Affiliative boy: This is the usage in a night out with the boys, poker with the boys, and the like. The reference is to grown men.

And in occurrences of the boys with reference to young men, often overlapping with the jocular uses coming up. So, an ad (this month) for a return of the television show Psych to the regular schedule crows

THE BOYS ARE BACK

referring to the protagonists Sean and Gus, young men who spar ornamentally in adolescent fashion with each other and almost everyone else.

Jocular boy: Here I quote my own uses of self-referential the boy in two Facebook postings about my recovery from hip replacement surgery. From 12/19/20:

The boy is back in briefs! Recent big advances in my abilities (a) to lift my right leg and (b) to bend forward without threatening my hip have opened up a big area of normal life; I could almost surely get back into my jeans, and I’ll try that tomorrow. (Socks continue to be out of range without special equipment, but I’m creeping up on them.)

And the next day:

And today: the boy is back in jeans! It was a snap. One more step towards normal life.

(Socks came soon after.)

Bonus discussion, on the “types” of men who get to be subjects of male calendars and of male porn in general: a catalog of sexual interests. Twinks of course, but also: uncut men, men in business garb, ranch hands (the cowboy fantasy), college men, Latinos, hustlers (from rentboy.com), Cubans, black men, bears, fitness models, rugged guys, leather men, international models. (Then, in porn flicks, any number of fetishes, plus specialties like heavily tattooed men, and, at the other extreme, inkless men.
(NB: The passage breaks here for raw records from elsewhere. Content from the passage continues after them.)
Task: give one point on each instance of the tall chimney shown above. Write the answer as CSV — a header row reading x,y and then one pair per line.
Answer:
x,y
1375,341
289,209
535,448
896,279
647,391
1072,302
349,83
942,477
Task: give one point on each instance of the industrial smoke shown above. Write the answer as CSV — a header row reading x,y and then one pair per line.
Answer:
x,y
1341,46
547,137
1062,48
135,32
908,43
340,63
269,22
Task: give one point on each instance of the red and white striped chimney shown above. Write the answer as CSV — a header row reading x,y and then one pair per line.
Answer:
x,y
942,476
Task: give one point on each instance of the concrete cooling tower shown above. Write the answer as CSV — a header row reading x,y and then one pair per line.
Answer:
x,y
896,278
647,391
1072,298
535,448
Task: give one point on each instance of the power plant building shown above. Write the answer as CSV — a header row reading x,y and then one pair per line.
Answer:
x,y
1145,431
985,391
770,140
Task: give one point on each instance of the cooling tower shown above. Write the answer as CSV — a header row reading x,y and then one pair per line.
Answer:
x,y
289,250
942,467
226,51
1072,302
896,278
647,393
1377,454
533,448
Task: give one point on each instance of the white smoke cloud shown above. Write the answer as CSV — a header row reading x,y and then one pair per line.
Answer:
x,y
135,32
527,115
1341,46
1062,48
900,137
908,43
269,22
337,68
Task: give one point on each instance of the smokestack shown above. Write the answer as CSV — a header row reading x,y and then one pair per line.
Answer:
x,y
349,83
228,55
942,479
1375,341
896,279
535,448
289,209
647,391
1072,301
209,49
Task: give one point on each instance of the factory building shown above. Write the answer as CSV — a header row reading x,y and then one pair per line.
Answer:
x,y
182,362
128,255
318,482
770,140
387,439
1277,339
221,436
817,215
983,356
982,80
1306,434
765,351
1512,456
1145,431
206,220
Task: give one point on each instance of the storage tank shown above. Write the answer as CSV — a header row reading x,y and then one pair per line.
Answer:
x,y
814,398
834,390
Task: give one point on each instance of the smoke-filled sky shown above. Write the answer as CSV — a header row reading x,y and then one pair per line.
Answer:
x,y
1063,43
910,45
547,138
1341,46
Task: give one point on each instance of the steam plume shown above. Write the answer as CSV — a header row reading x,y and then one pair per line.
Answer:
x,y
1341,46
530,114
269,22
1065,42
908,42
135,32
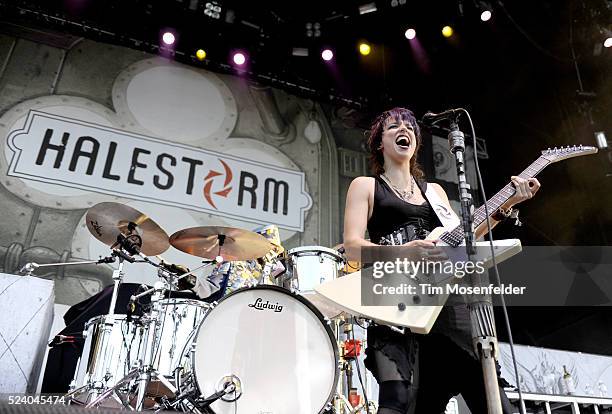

And in calendars, the totally dick-focused presentation of models from underneath, as they would be viewed by a man on his knees in front of them; it makes the cocks look really, really big.) The David Arnot models I posted about count as hunks or studs, all-purpose categories for hot men outside of the twink/bear/leather axes.

 

8 Responses to “boys”

  1. Walt Becker Says:

    it can also just mean someone who is part of an exclusively (0r even just primarily) male group. For example, our law firm represented a group of what Pres. Bush liked to call “plaintiffs’ lawyers” as if that was some sort of insult. They were routinely referred to –even to their face(s) — as “the boys.” Non were under 40.

  2. Calendars: Boy Next Door, Philip Fusco | Arnold Zwicky's Blog Says:

    […] Michael is both a card-carrying linguist and a gay man, so brings two kinds of inside information to the discussion, both relevant, and, in this case, his critique is right on. These  guys might or might not be hot — that’s a matter of taste — but they’re not boys next door, in modern American English, at any rate. (link) […]

  3. Brief notice: boss 3/12/13 | Arnold Zwicky's Blog Says:

    […] terms are a long-standing interest of mine. Discussion of pal and sport here, boy here, and medical address terms […]

  4. Pin-up boys | Arnold Zwicky's Blog Says:

    […] crude porn shots to artful male photography. And they cater to a spectrum of sexual interests. From a posting of mine in January, with a discussion […]

  5. More boys | Arnold Zwicky's Blog Says:

    […] And we’re back on the topic of who counts as a boy. […]

  6. JackH Says:

    My mother’s definition was any male younger than she was. So a 60 year old would have been a boy to her when she was 70.